Reviewed by Dennis Schwartz
The title, Minyan, stands for the quorum of 10 people required by Jewish law for communal prayer.
The thoughtful spiritual and sexual drama is leisurely paced at two hours.
It sensitively tells a gay coming of age story about a questioning Jewish teen in conflict with his Orthodox parents. It’s set in the AIDS riddled NYC of the 1980s, and is eloquently directed with compassion by documentary filmmaker Eric Steel (“Kiss the Water”/”The Bridge”). It’s based on the short story by David Bezmozgis, and is co-written by Steel and Daniel Pearle.
The main focus of the story is on the disaffected Brooklyn raised teen high school student David (Samuel H. Levine). His Russian-Jewish mom insists he gets schooled at a Brighton Beach yeshiva, which he hates and as a result becomes the school bully. He has a quiet but rebellious demeanor and relates better to the old people in his community, like his religious widowed grandfather Josef (Ron Rifkin), than to the straight teenagers his age.
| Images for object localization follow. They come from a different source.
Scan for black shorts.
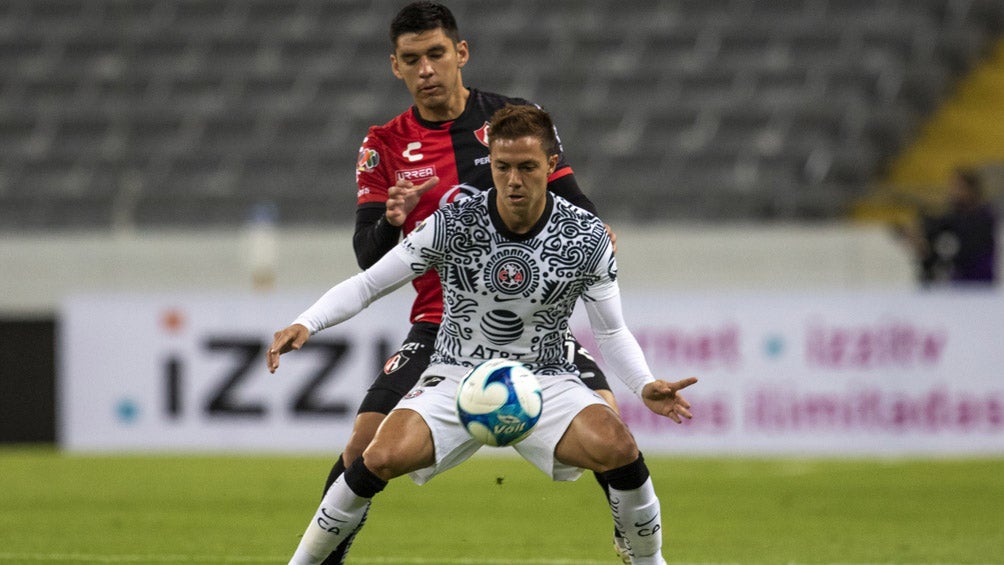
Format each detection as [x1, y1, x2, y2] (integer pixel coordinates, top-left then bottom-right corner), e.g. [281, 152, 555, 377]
[357, 322, 612, 415]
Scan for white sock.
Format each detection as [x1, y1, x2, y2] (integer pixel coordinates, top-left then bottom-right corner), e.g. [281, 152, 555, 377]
[288, 476, 371, 564]
[609, 477, 665, 565]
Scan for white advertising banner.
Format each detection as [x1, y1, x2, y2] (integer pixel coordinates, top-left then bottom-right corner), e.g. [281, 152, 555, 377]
[60, 291, 1004, 455]
[60, 292, 410, 452]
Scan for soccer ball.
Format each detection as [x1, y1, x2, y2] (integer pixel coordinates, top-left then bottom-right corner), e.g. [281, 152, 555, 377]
[456, 359, 543, 447]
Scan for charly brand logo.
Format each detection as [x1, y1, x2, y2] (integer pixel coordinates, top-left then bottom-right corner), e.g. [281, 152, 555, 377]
[402, 141, 423, 162]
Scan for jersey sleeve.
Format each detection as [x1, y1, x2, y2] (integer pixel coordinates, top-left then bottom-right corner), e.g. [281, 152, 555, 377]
[580, 229, 618, 303]
[353, 205, 402, 269]
[579, 224, 652, 395]
[583, 293, 656, 397]
[355, 129, 393, 206]
[390, 210, 445, 276]
[292, 251, 417, 334]
[353, 128, 404, 268]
Unhappy at home (mom is overbearing and dad beats him), it’s arranged for him to move in with his grandfather, who can no longer afford to stay in his big apartment after his wife’s recent death and has applied for subsidized housing at a religious center in the Brooklyn neighborhood. The new neighbors welcome the men into the building, as David becomes the needed tenth man for a minyan in the building’s prayer room.
While filled with sexual desires, David goes by subway to the East Village with his heterosexual student friends but strays from them one day, to go into the lively Nowhere gay bar, during the afternoon, and connects with an irascible hunky gay bartender Bruno (Alex Hurt, the son of William Hurt) for his first sexual encounter.
Back in his Brooklyn residence David begins a curious friendship with two old-timers –the slightly perverse former soldier Itzik (Mark Margolis) and the more kindly intellectual Holocaust survivor Herschel (Christopher McCann), who live in the same building down the hall and have taken an innocent liking to him. Both their wives died and they have been living happily together ever since (with the gossip being they are closeted gays).
David transfers to public school, where he can now read James Baldwin and wonder where his life is heading at this dangerous time when the AIDS epidemic is running wild in the gay community.
What the film does really well is show David’s sexual yearnings getting the better of him. But it’s not the kind of film that provides too many answers about the kid’s inner motivations as it instead keeps raising interesting questions.
Its fantastic klezmer-score by David Krakauer and Kathleen Tagg kept me feeling good even when morose.